The display floor was empty,
and I found to my sorrow that Atlanta Packard Motors was not just dying, but had
died and the remaining staff were at the sad job of closing out all remaining
stock. In the used car lot, I found myself looking at the most beautiful
mechanical monster I had ever seen, a like-new 1951 Packard 200 four-door, with
only 24,000 miles on the odometer, all inspections noted and at a give-away
price of, if I remember correctly, 500 dollars plus my wreck. I drove it, and I
was hooked. I was in love! I gave the salesman ten bucks to hold it and herded
my poor old Chevy home where I rushed into my wife's presence with the great
news. She, being busy feeding our kids and wiping little noses and bottoms, took
the news with less than frenzied excitement, but gave me the go-ahead,
somewhat.
"Bill," she said, "if you and Lockheed can pay for that rich-man's
car on a poor man's salary, then go ahead! But you are going to have to take out
a credit union loan to get it, and the minute you take food out of our
children's mouth to keep the thing, it's gone!"

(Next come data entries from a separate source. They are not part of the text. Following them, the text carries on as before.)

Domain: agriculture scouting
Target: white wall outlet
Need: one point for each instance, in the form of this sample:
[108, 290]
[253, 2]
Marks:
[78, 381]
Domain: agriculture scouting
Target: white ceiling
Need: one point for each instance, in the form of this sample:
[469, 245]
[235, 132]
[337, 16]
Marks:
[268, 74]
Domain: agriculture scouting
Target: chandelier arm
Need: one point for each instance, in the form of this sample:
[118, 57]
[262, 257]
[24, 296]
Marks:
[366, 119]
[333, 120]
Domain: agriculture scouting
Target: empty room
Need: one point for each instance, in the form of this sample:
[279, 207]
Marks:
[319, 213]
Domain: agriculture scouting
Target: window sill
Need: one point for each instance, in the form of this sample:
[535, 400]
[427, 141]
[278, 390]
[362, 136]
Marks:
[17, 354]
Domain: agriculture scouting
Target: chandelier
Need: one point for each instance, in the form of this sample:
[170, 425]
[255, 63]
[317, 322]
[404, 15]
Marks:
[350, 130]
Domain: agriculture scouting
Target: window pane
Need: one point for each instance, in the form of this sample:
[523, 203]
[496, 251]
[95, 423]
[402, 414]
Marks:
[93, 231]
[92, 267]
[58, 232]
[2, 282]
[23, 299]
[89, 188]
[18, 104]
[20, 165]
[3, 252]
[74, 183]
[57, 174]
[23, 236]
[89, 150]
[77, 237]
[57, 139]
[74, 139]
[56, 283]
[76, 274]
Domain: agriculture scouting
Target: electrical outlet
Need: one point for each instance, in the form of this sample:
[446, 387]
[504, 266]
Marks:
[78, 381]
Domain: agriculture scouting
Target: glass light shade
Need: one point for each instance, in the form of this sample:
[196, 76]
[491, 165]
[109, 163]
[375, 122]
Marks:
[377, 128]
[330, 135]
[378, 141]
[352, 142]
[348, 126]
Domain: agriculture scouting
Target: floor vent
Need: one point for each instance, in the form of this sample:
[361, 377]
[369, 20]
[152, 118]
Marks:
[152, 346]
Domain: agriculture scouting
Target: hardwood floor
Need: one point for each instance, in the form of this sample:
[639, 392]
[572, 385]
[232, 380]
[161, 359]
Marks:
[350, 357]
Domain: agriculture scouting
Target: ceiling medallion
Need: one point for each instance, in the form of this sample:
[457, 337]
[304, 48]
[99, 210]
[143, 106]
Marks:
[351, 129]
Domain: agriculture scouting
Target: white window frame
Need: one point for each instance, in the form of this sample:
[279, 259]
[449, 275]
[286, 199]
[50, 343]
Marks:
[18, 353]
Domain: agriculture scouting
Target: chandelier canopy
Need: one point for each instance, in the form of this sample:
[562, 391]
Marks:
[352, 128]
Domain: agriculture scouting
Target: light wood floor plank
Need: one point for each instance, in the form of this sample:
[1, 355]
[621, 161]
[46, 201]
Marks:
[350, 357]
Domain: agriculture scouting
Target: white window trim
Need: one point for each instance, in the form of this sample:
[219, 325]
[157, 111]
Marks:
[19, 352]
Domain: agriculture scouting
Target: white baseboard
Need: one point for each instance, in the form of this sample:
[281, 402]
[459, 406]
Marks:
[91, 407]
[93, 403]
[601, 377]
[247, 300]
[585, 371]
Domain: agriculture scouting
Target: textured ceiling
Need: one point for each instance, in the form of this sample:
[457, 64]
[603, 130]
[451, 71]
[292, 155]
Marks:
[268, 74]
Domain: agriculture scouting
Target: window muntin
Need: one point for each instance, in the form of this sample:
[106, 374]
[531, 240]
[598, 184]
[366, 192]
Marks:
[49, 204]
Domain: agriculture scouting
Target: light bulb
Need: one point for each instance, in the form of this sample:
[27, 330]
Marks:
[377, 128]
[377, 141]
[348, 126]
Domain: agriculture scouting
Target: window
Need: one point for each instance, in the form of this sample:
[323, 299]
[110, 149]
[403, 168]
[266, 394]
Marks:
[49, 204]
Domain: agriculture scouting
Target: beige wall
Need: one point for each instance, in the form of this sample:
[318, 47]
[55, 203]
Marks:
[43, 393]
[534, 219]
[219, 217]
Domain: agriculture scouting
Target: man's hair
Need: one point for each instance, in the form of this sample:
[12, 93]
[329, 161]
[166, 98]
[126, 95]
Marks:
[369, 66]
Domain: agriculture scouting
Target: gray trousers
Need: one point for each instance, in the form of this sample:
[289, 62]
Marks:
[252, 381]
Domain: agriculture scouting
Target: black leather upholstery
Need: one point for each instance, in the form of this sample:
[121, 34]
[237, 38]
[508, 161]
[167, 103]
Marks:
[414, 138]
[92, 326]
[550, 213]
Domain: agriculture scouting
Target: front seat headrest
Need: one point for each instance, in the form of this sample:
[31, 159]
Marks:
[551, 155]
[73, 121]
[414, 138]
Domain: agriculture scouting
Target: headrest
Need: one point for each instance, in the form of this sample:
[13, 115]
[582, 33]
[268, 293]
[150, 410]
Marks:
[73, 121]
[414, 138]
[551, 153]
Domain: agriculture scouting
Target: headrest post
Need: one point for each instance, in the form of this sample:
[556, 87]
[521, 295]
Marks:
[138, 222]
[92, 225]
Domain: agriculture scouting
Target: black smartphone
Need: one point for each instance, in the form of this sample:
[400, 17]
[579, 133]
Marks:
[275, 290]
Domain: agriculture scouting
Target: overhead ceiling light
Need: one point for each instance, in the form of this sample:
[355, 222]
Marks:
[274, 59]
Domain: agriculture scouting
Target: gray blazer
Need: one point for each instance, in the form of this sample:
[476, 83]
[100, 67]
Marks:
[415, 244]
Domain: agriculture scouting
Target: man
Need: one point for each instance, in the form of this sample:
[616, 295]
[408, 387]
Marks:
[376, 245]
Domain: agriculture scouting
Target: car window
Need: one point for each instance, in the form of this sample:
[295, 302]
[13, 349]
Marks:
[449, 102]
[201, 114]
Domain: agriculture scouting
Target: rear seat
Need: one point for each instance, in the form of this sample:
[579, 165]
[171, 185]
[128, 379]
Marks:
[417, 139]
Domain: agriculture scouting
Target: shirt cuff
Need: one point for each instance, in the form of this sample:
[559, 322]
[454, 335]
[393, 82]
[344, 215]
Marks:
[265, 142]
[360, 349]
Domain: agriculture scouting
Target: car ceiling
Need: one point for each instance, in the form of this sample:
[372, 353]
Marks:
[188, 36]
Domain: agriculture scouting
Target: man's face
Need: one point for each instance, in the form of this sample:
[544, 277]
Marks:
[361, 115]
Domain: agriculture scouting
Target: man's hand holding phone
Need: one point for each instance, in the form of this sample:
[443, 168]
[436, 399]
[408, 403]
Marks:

Suffice it to say that all
members of my family remained well fed, and the Packard served as our loyal and
highly trusted family car for more than fourteen years before it was retired by
a late model Ford that was up to date but down in durability.
As I drove the
purring old giant just recently, I felt the thrusting power of the great
straight-eight engine through the huge steering wheel and the foot controls. I
looked out across the long hood over that gleaming Cormorant hood ornament and
suddenly wanted to share my thrill and appreciation with others whom, like
myself, are not buying green bananas these days.